The first thing that we require to do is determine the eigen-values. It means we require the next matrix,

In particular we require determining where the determinant of this matrix is zero.

det(A - lI_n)= (2 -l)(-6 -l) + 7 = = l² + 4l + 5 = (l +5) (l-1)

Therefore, this looks like we will have two easy eigenvalues for this matrix, l₁=-5 and l₂=1.

We will now require finding the eigenvectors for each of these. Also see that as per the fact above, the two eigenvectors must be linearly independent.

To get the eigenvectors we simply plug into all eigenvalues in (2) and solve. Therefore, let's do that.

l₁=-5;

In this case we require solving the following system,

Recall that formally to solve this system we utilize the subsequent augmented matrix.

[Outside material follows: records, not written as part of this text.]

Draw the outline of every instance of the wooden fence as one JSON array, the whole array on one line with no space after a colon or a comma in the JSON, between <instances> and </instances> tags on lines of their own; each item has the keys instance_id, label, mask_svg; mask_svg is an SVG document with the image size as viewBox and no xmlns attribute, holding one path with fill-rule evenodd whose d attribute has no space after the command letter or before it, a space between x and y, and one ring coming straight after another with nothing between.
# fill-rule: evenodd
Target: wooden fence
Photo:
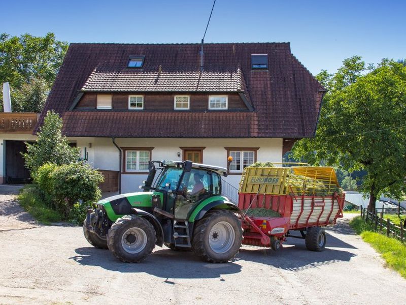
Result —
<instances>
[{"instance_id":1,"label":"wooden fence","mask_svg":"<svg viewBox=\"0 0 406 305\"><path fill-rule=\"evenodd\" d=\"M366 223L369 224L376 231L386 232L386 235L394 238L398 238L402 242L406 240L406 230L403 224L400 221L399 226L397 226L388 218L384 218L383 210L380 212L376 209L374 212L368 211L367 208L361 207L361 217Z\"/></svg>"}]
</instances>

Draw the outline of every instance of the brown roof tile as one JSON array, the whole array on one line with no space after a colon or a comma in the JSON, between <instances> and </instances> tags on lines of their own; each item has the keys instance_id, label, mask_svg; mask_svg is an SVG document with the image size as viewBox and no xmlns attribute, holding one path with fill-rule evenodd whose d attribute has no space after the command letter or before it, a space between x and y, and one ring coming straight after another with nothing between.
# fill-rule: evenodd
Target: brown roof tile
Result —
<instances>
[{"instance_id":1,"label":"brown roof tile","mask_svg":"<svg viewBox=\"0 0 406 305\"><path fill-rule=\"evenodd\" d=\"M291 54L289 43L206 44L201 76L199 48L199 44L72 44L39 126L46 111L54 109L64 119L65 134L72 136L314 136L324 88ZM267 54L268 69L252 70L251 54ZM130 55L145 56L142 69L128 71L131 69L126 66ZM162 72L157 77L159 66ZM198 84L199 76L203 81ZM161 92L241 90L254 111L68 111L82 89L128 92L145 87Z\"/></svg>"}]
</instances>

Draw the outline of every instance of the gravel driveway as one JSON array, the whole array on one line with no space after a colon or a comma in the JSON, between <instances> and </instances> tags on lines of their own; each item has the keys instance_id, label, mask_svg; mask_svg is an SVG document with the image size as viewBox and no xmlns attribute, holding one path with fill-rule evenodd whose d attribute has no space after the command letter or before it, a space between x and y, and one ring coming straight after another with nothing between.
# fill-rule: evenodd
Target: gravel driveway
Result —
<instances>
[{"instance_id":1,"label":"gravel driveway","mask_svg":"<svg viewBox=\"0 0 406 305\"><path fill-rule=\"evenodd\" d=\"M81 228L37 226L15 191L0 192L0 304L405 303L406 281L348 219L328 229L323 252L290 238L277 253L244 246L228 264L156 247L131 264L90 247Z\"/></svg>"}]
</instances>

Upon reducing down we notice that we find a single equation,

7h₁ + 7h₂ = 0                           ⇒         h₁ = h₂                        

It will yield an infinite number of solutions. It is expected behavior. By recall that we picked the eigenvalues hence the matrix would be particular and thus we would find infinitely many solutions.

Remember as well that we could have known this from the original system. It won't always be the case, although in the 2x2 case we can notice from the system that one row will be a multiple of another and so we will determine infinite solutions. From that point on we won't be in fact solving systems in these cases.  We will simply go straight to the equation and we can utilize either of the two rows for this equation.

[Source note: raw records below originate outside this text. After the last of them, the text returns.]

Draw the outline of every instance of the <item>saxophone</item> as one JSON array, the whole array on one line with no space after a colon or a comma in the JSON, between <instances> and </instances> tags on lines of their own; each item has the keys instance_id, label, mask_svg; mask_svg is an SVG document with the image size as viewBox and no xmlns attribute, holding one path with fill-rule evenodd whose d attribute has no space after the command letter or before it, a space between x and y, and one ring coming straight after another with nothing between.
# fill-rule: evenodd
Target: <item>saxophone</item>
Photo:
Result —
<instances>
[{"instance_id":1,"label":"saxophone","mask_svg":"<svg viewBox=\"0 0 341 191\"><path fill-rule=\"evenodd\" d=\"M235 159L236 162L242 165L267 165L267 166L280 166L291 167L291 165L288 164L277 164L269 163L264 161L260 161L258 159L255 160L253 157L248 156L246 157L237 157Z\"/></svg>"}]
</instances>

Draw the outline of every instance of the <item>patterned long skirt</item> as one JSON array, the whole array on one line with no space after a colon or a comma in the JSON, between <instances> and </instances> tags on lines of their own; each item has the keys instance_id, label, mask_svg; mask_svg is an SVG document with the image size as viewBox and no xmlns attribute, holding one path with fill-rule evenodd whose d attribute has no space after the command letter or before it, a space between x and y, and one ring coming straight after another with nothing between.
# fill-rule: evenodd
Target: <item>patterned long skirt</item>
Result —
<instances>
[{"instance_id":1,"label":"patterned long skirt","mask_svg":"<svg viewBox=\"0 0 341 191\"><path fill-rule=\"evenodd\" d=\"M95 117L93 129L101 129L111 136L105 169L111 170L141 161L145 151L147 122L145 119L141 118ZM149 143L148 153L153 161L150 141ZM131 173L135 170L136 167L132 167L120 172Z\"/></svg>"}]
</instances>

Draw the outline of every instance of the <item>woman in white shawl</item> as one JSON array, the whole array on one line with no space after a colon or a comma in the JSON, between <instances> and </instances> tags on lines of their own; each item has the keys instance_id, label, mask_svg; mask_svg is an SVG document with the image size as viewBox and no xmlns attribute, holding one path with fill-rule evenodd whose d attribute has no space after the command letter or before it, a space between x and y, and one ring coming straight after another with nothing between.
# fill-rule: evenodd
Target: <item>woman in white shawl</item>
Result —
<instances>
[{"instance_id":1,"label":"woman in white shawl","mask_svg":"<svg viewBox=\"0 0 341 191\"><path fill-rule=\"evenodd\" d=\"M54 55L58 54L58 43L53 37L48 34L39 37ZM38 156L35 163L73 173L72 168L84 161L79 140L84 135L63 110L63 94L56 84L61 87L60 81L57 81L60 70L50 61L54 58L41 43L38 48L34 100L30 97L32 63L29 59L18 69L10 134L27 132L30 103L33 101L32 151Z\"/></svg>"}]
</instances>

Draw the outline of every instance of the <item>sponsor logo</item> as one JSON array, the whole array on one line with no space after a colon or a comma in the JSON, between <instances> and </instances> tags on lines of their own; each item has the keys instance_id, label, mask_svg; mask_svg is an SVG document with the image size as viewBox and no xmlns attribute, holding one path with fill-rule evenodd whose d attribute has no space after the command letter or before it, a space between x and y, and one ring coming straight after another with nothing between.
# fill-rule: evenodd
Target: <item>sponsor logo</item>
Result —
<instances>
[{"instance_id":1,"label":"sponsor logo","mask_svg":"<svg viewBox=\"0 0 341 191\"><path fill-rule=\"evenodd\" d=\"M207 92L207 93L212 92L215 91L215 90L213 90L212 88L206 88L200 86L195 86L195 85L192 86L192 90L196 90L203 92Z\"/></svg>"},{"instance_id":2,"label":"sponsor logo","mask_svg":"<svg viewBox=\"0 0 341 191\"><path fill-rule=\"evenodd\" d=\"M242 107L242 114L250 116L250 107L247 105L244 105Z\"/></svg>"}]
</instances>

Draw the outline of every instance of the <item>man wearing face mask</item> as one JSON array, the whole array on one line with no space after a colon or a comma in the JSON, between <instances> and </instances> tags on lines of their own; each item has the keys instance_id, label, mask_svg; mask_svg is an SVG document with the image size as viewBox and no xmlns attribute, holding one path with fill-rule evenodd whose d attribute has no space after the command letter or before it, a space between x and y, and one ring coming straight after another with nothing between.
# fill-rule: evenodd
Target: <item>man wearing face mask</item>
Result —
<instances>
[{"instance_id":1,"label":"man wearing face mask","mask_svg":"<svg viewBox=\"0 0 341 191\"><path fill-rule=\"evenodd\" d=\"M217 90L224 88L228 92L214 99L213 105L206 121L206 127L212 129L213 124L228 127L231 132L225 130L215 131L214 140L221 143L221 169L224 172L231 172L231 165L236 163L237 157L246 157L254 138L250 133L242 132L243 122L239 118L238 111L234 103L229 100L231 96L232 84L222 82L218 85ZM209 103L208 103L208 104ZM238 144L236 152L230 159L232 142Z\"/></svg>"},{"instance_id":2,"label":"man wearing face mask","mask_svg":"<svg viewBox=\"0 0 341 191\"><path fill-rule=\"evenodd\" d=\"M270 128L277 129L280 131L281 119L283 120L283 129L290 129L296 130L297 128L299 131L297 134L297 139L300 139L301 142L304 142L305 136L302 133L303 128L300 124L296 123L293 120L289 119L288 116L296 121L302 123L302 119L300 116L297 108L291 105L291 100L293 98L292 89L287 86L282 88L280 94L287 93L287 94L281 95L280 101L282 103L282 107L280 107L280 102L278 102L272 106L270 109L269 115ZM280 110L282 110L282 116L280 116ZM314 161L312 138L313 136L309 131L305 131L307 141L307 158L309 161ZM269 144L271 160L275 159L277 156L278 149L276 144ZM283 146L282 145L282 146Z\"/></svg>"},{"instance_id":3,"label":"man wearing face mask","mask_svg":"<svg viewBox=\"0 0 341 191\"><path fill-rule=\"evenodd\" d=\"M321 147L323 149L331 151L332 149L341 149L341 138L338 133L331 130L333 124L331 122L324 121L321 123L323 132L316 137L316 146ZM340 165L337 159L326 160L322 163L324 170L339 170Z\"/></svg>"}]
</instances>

Here, let's get back to the eigenvector, as it is what we were after. Generally, then the eigenvector will be any vector which satisfies the following,

To find this we used the solution to the equation which we found above.

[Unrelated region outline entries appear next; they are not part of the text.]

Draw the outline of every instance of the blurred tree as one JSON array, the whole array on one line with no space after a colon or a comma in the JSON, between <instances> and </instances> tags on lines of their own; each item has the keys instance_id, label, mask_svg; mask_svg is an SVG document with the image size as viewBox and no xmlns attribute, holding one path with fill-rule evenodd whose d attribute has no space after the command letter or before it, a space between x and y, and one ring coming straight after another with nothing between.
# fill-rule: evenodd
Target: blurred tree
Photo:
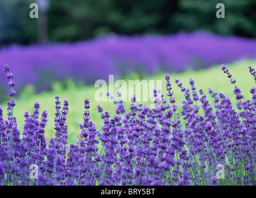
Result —
<instances>
[{"instance_id":1,"label":"blurred tree","mask_svg":"<svg viewBox=\"0 0 256 198\"><path fill-rule=\"evenodd\" d=\"M217 19L217 4L225 6L224 19ZM256 1L254 0L180 0L179 11L170 19L178 29L201 29L222 35L256 37Z\"/></svg>"},{"instance_id":2,"label":"blurred tree","mask_svg":"<svg viewBox=\"0 0 256 198\"><path fill-rule=\"evenodd\" d=\"M48 35L52 41L87 40L109 33L170 34L198 29L256 37L255 0L50 1ZM0 46L37 41L38 20L29 15L29 4L35 1L1 0ZM225 5L225 19L216 17L219 2Z\"/></svg>"},{"instance_id":3,"label":"blurred tree","mask_svg":"<svg viewBox=\"0 0 256 198\"><path fill-rule=\"evenodd\" d=\"M30 1L1 0L0 46L36 41L36 20L29 17Z\"/></svg>"}]
</instances>

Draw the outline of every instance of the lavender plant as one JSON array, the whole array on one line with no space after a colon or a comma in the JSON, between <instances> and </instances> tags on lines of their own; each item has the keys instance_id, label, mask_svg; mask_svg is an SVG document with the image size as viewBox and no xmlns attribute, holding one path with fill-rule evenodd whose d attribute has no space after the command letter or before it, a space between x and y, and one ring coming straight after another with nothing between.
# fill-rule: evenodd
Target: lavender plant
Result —
<instances>
[{"instance_id":1,"label":"lavender plant","mask_svg":"<svg viewBox=\"0 0 256 198\"><path fill-rule=\"evenodd\" d=\"M255 40L206 32L161 37L108 35L73 44L10 46L0 50L0 65L12 65L19 82L17 90L33 84L39 92L49 88L53 81L68 77L94 84L98 79L107 80L109 74L120 78L131 72L141 75L160 71L176 72L254 59L255 51ZM4 83L2 74L0 83ZM4 87L0 87L1 93L7 90Z\"/></svg>"},{"instance_id":2,"label":"lavender plant","mask_svg":"<svg viewBox=\"0 0 256 198\"><path fill-rule=\"evenodd\" d=\"M160 105L154 109L137 104L135 95L132 96L129 111L121 98L114 100L116 113L112 118L98 105L103 119L101 129L91 119L89 101L86 98L80 138L68 146L68 101L64 100L62 106L58 97L55 97L55 138L47 144L44 128L48 113L43 111L39 119L38 102L33 113L25 113L20 134L14 116L13 74L6 66L11 98L7 120L0 106L0 184L255 186L256 89L250 91L252 100L242 100L227 67L222 65L221 69L234 85L237 109L224 93L209 88L214 102L212 106L192 79L191 88L175 79L185 96L178 113L167 75L168 100L162 93ZM255 69L249 69L256 80ZM112 97L109 93L107 95ZM117 90L116 95L121 97L121 93ZM34 178L31 165L38 167ZM221 177L220 171L224 174Z\"/></svg>"}]
</instances>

We actually don't need a general eigenvector though so we will pick a value for h₂ to find an exact eigenvector. We can select anything (except h₂ =0), so pick something which will make the eigenvector "nice". Remember as well that as we've already assumed such eigenvector is not zero we should select a value that will not give us zero, that is why we need to ignore h₂ =0 in this case. There is the eigenvector for this eigen-value.

By using h₂ =1.

Now we find to do this all over again for the second eigen-value.

l₂=1.

We'll perform much less work along with this part so we did with the earlier part. We will require solving the following system.

Obviously both rows are multiples of each other and thus we will find infinitely many solutions. We can select to work with either row. We'll run along with the first since to ignore having too various minus signs floating around.  Doing this provides us,

h₁ + 7 h₂ = 0                                        h₁ = - 7 h₂

Remember that we can solve that for either of the two variables. Though, with an eye in directions of working with these later on let's aim to ignore as many fractions as possible. The eigenvector is after that,

Here h₂ ≠ 0.

By use of h₁= 1

By summarizes, we get

Remember that the two eigenvectors are linearly independent like predicted.